🤖 AI Summary
This work addresses the problem of recovering high-accuracy approximate message passing (AMP) solutions from a spiked matrix model corrupted by adversarial sparse perturbations. The authors propose an efficient algorithm that integrates spectral preprocessing with robust spectral initialization, enabling accurate reconstruction using only the contaminated observation matrix. For the first time, they theoretically establish that AMP and several of its variants—including sparse PCA, non-negative PCA, and ℤ₂ synchronization—are inherently robust when equipped with appropriate initialization. Specifically, under adversarial perturbations affecting an εn×εn submatrix, the recovered vector achieves an error of Õ(√ε) relative to the ideal AMP output, providing a rigorous theoretical guarantee of robustness.
📝 Abstract
We present a simple and efficient algorithm for robust approximate message passing (AMP) in the spiked matrix setting.

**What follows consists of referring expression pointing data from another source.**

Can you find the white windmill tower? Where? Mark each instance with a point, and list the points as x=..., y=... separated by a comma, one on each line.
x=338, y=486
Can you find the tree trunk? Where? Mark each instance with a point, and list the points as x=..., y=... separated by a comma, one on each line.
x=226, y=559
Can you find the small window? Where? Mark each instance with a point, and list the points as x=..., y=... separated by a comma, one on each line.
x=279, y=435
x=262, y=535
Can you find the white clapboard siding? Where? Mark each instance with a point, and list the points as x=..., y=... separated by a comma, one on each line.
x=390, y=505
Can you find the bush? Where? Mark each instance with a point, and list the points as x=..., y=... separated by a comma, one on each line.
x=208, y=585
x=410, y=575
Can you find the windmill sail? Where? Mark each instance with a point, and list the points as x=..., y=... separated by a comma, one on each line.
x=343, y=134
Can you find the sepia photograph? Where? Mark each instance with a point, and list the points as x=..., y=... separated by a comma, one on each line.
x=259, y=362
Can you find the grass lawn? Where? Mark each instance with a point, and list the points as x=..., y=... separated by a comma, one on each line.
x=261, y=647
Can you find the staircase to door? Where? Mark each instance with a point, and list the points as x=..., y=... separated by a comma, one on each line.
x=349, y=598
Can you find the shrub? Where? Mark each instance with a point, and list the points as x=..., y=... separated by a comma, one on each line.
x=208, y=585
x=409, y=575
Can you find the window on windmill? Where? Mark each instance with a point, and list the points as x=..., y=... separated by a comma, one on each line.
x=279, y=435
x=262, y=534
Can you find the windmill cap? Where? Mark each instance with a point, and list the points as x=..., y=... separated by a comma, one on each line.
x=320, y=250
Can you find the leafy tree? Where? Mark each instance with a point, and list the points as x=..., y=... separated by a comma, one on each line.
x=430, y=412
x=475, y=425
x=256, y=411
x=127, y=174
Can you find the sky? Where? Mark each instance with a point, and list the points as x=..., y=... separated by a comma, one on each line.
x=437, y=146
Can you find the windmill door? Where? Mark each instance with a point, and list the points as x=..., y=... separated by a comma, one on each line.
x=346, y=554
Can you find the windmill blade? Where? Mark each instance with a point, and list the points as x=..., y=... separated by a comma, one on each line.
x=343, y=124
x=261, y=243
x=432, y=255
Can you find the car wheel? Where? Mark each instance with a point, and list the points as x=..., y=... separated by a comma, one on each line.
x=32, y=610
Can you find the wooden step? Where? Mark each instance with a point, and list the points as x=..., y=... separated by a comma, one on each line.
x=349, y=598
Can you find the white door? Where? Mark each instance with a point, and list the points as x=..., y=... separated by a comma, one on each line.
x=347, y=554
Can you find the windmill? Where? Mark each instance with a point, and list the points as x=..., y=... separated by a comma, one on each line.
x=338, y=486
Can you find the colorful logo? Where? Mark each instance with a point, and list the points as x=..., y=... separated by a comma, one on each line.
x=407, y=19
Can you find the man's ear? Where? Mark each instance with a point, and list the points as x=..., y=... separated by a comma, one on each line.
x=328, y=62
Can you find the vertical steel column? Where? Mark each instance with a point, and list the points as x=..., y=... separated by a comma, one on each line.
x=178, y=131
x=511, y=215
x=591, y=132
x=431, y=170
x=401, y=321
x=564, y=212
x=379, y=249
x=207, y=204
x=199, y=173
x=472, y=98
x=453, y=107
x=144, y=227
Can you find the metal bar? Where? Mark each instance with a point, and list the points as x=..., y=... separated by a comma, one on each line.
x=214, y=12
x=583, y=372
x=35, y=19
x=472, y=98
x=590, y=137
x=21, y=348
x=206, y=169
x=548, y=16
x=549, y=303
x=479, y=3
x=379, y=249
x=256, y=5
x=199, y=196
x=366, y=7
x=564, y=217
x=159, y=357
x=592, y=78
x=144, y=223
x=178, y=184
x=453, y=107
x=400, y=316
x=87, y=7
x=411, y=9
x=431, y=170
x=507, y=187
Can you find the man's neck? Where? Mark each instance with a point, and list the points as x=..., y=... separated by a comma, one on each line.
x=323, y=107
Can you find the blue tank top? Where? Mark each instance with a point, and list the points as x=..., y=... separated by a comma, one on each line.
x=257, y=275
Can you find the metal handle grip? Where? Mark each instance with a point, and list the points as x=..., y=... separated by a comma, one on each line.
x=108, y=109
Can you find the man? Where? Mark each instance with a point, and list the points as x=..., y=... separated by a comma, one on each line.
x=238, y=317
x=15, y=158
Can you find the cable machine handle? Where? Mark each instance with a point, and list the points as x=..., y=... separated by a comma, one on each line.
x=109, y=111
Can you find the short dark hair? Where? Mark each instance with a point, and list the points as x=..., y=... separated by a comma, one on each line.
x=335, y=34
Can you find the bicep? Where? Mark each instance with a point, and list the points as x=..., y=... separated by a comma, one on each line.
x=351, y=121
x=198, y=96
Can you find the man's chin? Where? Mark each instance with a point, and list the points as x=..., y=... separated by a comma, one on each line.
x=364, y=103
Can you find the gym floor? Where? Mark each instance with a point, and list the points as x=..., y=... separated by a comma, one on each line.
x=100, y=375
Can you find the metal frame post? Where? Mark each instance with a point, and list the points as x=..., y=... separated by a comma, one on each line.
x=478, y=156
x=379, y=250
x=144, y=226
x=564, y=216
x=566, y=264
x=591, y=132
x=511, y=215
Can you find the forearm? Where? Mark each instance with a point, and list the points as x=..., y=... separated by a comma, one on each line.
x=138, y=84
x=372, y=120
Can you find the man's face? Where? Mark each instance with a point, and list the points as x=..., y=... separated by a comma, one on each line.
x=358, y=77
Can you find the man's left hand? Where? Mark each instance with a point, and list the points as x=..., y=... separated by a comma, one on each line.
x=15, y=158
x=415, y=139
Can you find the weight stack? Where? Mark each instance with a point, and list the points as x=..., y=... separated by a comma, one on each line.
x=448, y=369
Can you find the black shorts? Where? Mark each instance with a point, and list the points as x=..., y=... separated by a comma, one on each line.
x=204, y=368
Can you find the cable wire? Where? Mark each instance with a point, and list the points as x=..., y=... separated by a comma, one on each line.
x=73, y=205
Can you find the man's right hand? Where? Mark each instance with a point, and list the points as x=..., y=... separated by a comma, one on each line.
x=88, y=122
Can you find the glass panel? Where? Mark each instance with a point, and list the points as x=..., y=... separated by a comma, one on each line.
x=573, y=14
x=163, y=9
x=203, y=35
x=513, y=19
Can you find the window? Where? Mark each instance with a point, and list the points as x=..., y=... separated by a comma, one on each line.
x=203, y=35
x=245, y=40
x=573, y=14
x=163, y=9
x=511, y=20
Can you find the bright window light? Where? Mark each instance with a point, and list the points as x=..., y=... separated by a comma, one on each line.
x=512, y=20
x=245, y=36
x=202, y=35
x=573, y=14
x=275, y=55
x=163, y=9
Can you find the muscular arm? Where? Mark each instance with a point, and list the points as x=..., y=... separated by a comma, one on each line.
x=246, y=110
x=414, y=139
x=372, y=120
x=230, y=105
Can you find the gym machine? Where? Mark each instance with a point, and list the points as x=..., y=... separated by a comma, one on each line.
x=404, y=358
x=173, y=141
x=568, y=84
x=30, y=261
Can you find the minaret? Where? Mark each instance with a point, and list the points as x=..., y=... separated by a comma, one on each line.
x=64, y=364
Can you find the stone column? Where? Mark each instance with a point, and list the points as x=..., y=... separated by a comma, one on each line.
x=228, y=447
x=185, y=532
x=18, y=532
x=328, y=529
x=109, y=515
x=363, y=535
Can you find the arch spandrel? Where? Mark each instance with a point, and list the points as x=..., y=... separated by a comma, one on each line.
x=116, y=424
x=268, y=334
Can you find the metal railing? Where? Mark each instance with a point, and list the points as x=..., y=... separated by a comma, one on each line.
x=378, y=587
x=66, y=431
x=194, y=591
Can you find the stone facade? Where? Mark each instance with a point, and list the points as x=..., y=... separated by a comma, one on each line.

In particular, let $\varepsilon$ be a sufficiently small constant, and suppose that $X \in \mathbb R^{n \times n}$ is a Gaussian matrix with a planted rank-$1$ spike, and $E \in \mathbb R^{n \times n}$ is an adversarially chosen matrix supported on an $\varepsilon n \times \varepsilon n$ principal minor. Let $v_{\mathrm{AMP}}(X)$ be the output of an AMP iteration on the uncorrupted matrix $X$. We give a procedure that, given access only to the corrupted matrix $Y = X + E$, computes a vector $v_{\mathrm{ALG}}(Y)$ which is $\tilde{O}(\sqrt{\varepsilon})$-close to $v_{\mathrm{AMP}}(X)$, for any of a class of AMP iterations which includes sparse Principal Component Analysis (PCA), non-negative PCA, and $\mathbb Z_2$ synchronization. Our algorithm consists of a spectral pre-processing step combined with a robust spectral initialization procedure; given these inputs, we prove that (perhaps surprisingly) AMP is robust out-of-the-box.